6 Aneh

230 51 3
                                        


"Kalau gitu, boleh gue deketin lo, Ta? Gue sebenernya udah lama suka sama lo, tapi ya gitu, gue nggak berani nunjukin perasaan gue. Gue pengecut ya, Ta? Sekarang gue mau nunjukin dan buktiin perasaan gue ke lo, Ta."

Letta masih terdiam. Meskipun dia tidak punya perasaan apa pun ke Bagas, tetap saja jantungnya berdegup kencang dalam situasi seperti ini.

"Gue nggak lagi nembak lo sekarang. Gue lagi minta izin. Nanti kalau udah waktunya ya, Ta, kalo gue udah bisa bikin lo yakin sama gue," tambah Bagas.

Ares yang sudah sejak tadi menahan amarah, pergi begitu saja, tidak sanggup lagi mendengar percakapan mereka.

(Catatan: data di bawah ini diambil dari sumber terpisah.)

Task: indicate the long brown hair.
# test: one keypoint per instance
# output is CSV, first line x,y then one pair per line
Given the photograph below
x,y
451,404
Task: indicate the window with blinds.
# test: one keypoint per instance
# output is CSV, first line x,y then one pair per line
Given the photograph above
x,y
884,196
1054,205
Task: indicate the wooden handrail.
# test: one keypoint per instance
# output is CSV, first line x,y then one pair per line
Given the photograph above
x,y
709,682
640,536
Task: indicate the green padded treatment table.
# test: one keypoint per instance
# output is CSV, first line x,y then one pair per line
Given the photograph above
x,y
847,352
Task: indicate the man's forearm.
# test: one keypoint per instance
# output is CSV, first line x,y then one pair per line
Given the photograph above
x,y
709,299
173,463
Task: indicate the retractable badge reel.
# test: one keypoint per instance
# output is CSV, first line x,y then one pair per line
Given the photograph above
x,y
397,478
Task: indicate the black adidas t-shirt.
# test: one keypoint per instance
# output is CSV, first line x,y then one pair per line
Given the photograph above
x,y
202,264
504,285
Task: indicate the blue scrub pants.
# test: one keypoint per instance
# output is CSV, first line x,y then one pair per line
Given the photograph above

"Balik yuk, takut lo masuk angin. Lo kan nggak pake jaket. Apa mau gue peluk biar anget?"

"Wow wow, kenceng bener nunjukin perasaannya, Gas."

Bagas tergelak, mengulurkan tangan ke Letta agar bisa menjadi penopang Letta untuk berdiri. Tiba di jalan masuk penginapan, Letta sempat melihat Ares yang duduk di teras, dengan ekspresi yang tidak bisa terbaca. Melihat Letta sudah kembali dengan Bagas, Ares langsung masuk ke dalam tanpa mengacuhkan mereka, mencari posisi tidur dan berusaha memejamkan mata, walau tentu saja hampir tidak bisa. Terlalu banyak yang berkecamuk di pikirannya, semua tentang Letta.

Jam enam pagi, Ares sudah berkutat di dapur seorang diri. Meskipun hanya masak mie instant, tapi ini untuk empat belas orang, ditambah lagi enam dari mereka ingin mie rebus, sisanya mie goreng. Benar-benar merepotkan. Dilihatnya kerdus berisikan mie instant, ada sepuluh bungkus mie rebus dan sepuluh bungkus mie goreng. Ares memutuskan memasak semuanya, mengingat mereka masih masa pertumbuhan. Ia toh yakin mereka akan sanggup menghabiskannya.

Selagi mengira-ngira berapa air yang harus dimasukkan ke panci, tanpa disadari Ares, ada seseorang yang datang menghampirinya. "Mau dibantuin, Res?" tanya Letta.

"Nggak usah."

"Lagian kenapa semalem nggak dijawab aja sih, Res? Daripada mesti bangun pagi-pagi, masak sebanyak ini. Ngeribetin diri sendiri."

"Ya karena gue nggak bisa jawab." Emosi Ares kembali tersulut.

Letta masih berusaha mencerna maksud perkataaan Ares, sampai tiba-tiba sebuah tepukan mendarat di pundaknya. "Udah bangun, Ta?"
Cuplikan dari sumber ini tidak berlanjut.